Der Redner verschluckt sich, hustet, greift zum Wasserglas. Ein kurzer Schluck, dann folgt ein zweiter Versuch. Er setzt mitten im Satz nochmal an, spricht eine Minute frei, raschelt mit dem Manuskript auf der Suche nach einem Zitat. Als er das abgelesen hat, wendet er plötzlich den Kopf zur Seite, weg vom Mikro. Etwas muss ihn abgelenkt haben. Und er sagt prompt das Gegenteil von dem, was er eigentlich sagen wollte.
Woher ich das mit dem Gegenteil weiß? Ich habe mich vorbereitet, einen Tag lang im Geiste dem Redner auf dem Schoß gesessen und sehr viel gelesen und, Audiofiles sei Dank, auch gehört.
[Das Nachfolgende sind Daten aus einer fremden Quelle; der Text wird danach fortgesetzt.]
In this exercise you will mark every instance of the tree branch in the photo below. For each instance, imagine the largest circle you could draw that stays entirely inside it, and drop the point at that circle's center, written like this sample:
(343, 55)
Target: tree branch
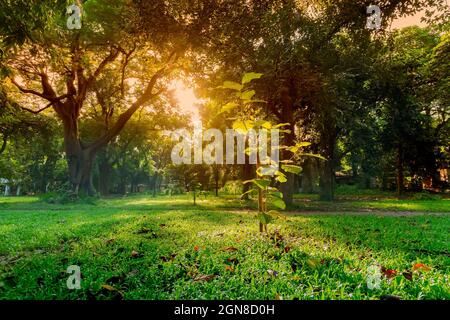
(5, 142)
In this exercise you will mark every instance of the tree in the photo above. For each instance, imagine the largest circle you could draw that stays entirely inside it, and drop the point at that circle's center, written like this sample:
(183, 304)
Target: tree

In der Dolmetschkabine höre ich weiter sehr aktiv zu. Was ich akustisch nicht verstehe, ergänzen Vorwissen und das Mundbild. Wir lesen manchmal auch von Lippen ab.
Ich bin Dolmetscherin, eine menschliche Dolmetscherin, die für Menschen arbeitet. Dieser Tage müssen wir uns fast täglich wehren, wenn Menschen sagen: "Euren Beruf übernimmt doch ohnehin bald die KI!"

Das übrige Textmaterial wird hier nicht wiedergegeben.